Setores da indústria e do agronegócio sentem impacto imediato; Planalto vê motivação política e prepara reação com base na nova Lei de Reciprocidade Econômica.

A decisão do presidente dos Estados Unidos, Donald Trump, de impor uma tarifa de 50% sobre as exportações brasileiras caiu como uma bomba no coração do comércio exterior do Brasil. Anunciada na quarta-feira (9), a medida gerou forte reação nos mercados e acendeu um sinal de alerta no governo federal, que considera a ação motivada por interesses políticos e avalia possíveis retaliações com base na recém-aprovada Lei de Reciprocidade Econômica.

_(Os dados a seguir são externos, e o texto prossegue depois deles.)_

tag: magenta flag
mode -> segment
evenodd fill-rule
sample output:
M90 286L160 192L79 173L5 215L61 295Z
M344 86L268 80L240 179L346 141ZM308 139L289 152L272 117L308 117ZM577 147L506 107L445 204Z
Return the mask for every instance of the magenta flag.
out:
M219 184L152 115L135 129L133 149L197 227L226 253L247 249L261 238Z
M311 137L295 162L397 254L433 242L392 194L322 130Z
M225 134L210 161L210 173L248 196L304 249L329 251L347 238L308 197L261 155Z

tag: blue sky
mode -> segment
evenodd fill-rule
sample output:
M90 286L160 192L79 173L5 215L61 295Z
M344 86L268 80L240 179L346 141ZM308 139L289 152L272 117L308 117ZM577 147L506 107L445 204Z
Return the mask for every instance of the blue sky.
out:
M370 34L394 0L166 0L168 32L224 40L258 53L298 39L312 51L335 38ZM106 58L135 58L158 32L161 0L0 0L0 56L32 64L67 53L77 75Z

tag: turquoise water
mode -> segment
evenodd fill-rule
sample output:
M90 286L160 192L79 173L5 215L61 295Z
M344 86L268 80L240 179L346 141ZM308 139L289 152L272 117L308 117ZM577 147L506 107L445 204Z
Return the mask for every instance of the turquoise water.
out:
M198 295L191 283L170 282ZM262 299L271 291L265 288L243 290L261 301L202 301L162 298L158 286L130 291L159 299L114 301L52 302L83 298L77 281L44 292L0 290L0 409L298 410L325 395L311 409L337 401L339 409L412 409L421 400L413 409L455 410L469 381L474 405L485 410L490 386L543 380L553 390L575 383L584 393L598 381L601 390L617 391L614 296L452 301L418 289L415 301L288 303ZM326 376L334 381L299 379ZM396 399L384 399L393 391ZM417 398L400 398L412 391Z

A nova tarifa, que entra em vigor em 1º de agosto, atinge em cheio setores estratégicos da economia brasileira, como siderurgia, agronegócio, indústria aeronáutica e farmacêutica, podendo comprometer contratos, reduzir competitividade e provocar efeitos em cadeia, inclusive no câmbio e na inflação. O anúncio foi feito por Trump por meio de uma carta enviada ao presidente Luiz Inácio Lula da Silva (PT) e publicada na rede Truth Social.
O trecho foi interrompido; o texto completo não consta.